# SD Tele



## Karnak (Jan 13, 2003)

So, I only have an SD Tele and buying a Virgin Tivo and a shiny new HD Tele is looking a little too expensive at the moment.

I have noticed that the Virgin TV has a SCART socket. Can someone confirm that it will work fine with an SD Tele for the time being?


----------



## AdamInKent (Jan 10, 2011)

Karnak said:


> Can someone confirm that it will work fine with an SD Tele for the time being?


Yes, I had it confirmed to me that it will work with SD TVs when I booked my install.


----------



## AdamInKent (Jan 10, 2011)

And I can now confirm from personal experience, as my new TiVo is working just fine with my 28" CRT tele


----------



## stelloyd (Jan 9, 2003)

well that answers one of mine I asked below, thanks


----------



## cwaring (Feb 12, 2002)

Why was there any reason to think that it _wouldn't_ work with an SD TV?


----------



## stelloyd (Jan 9, 2003)

[mod Edit]


----------



## cwaring (Feb 12, 2002)

Well that answered that question.

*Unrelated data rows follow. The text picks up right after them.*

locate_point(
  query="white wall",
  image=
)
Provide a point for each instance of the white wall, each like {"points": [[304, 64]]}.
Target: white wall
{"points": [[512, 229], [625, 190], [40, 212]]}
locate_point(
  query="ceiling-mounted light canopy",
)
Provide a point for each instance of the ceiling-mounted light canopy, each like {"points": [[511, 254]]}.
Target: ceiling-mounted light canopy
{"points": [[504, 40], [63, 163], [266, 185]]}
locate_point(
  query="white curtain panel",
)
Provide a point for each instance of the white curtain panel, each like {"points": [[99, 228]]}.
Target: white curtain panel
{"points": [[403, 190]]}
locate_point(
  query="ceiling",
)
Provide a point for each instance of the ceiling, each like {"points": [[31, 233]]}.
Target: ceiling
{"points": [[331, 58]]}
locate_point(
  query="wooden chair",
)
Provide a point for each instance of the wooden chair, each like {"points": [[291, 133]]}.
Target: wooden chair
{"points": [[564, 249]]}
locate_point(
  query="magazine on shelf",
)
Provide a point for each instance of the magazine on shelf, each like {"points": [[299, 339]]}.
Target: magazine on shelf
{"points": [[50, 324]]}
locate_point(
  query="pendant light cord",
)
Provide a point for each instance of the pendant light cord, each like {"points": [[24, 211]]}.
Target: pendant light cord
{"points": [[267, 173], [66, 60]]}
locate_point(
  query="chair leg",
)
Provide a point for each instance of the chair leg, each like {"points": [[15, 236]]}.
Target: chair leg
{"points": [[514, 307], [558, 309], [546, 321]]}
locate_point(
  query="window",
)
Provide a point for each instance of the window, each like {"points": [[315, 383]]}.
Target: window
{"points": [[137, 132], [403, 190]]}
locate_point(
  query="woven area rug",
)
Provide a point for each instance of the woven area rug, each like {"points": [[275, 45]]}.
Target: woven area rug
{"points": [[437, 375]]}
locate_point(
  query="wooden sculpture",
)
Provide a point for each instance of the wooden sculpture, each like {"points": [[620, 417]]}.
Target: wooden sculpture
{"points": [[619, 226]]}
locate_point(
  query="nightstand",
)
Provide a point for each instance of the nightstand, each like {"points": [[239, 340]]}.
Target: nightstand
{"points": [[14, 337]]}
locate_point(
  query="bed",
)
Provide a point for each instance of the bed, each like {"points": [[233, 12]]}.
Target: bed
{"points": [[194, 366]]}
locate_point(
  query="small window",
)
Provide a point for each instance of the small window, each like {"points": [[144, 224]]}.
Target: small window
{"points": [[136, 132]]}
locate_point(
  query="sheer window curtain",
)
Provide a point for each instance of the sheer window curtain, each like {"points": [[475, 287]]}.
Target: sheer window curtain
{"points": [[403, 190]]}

Thanks


----------



## Karnak (Jan 13, 2003)

Thanks for the (helpful) replies.


----------



## hornist (May 13, 2002)

I'm running mine fine with an SD CRT telly via SCART. The picture is fine, though I have to say that the menus aren't that great. They're readable, but don't really wow you. I expect they look good in HD.


----------